Caroni Swamp and Bird Sanctuary is one of Trinidad’s most popular attractions, situated a few kilometres south of the East–West Corridor, and accessed via the Uriah Butler Highway. As well as serving as a roosting spot for flocks of elegant and spectacularly red scarlet ibis, T&T’s national bird, these forty square kilometres of tidal lagoons, marshland and mangrove forest bordering the Gulf of Paria between the mouths of the Caroni and Madame Espagnole rivers are home to 157 species of birds, while caimans, snakes, opossums, racoons and silky anteaters live in the water and mangrove canopy. Rich in fish and oysters, the swamp is also a spawning ground for massive tarpon and groupers (the largest caught here weighed 250lb).

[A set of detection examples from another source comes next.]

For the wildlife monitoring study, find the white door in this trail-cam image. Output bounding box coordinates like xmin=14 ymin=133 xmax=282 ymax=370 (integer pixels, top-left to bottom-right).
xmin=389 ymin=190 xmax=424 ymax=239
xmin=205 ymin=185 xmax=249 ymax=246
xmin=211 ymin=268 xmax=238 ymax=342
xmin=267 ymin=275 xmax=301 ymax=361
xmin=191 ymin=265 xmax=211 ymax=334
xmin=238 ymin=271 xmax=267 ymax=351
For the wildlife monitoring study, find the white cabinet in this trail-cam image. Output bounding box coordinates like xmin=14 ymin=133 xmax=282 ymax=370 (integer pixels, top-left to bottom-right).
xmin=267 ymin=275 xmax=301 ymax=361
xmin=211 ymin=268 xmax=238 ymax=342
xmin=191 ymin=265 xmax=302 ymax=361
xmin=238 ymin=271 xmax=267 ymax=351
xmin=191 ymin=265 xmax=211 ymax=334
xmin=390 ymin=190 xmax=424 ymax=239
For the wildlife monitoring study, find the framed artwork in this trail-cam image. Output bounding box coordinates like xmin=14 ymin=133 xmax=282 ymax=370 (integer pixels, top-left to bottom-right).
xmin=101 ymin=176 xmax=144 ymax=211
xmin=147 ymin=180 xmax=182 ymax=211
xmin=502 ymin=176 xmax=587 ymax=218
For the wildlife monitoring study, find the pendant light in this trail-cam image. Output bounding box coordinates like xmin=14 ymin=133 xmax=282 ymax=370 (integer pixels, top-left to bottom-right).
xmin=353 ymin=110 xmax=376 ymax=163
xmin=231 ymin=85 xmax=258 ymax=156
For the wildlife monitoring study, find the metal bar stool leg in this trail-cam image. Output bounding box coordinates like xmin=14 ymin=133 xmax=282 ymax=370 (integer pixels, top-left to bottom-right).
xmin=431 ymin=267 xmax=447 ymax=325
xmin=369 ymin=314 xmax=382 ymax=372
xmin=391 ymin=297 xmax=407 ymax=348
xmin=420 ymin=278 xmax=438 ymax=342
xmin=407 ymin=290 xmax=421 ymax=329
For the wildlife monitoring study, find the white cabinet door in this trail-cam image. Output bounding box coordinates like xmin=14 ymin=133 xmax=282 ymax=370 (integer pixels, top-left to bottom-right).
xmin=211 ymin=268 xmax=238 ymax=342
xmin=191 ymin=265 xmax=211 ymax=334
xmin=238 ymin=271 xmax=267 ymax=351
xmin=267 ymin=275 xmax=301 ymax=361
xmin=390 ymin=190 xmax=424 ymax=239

It was designated a protected wildlife area in 1953, but poaching still occurs, and industrial waste pollution remains a problem. Nonetheless, it’s a beguiling and beautiful place, and is well worth a visit.

Most people visit Caroni for a boat tour of the swamp; two companies offer trips aboard open pirogues that chug slowly through a maze of channels into the mangroves, which themselves have an otherworldly appearance: some have twisted aerial roots growing downwards into the water, while others have roots that grow upwards, emerging from the murky depths like stalagmites. Guides point out birds, plants and animals of interest – you’ll usually see snakes and common wetland birds such as egrets and blue herons – but the main attraction are the scarlet ibis, which roost on mangrove islands in the middle of open lagoons far into the swamp. Once the boat engines shudder to a halt, a spectacular scene unfolds as thousands of birds flock in, gradually turning their preferred clump of trees a vibrant red. This intense plumage owes its pigment to carotene, derived from the bird’s main prey – shrimp, worms and fiddler and tree-climbing crabs. In April and May, breeding pairs construct flat, open nests in the mangroves; once laid, their eggs incubate for just under a month before all-black hatchlings emerge – it takes up to three years for their diet to replace the dark feathers with a brilliant crimson.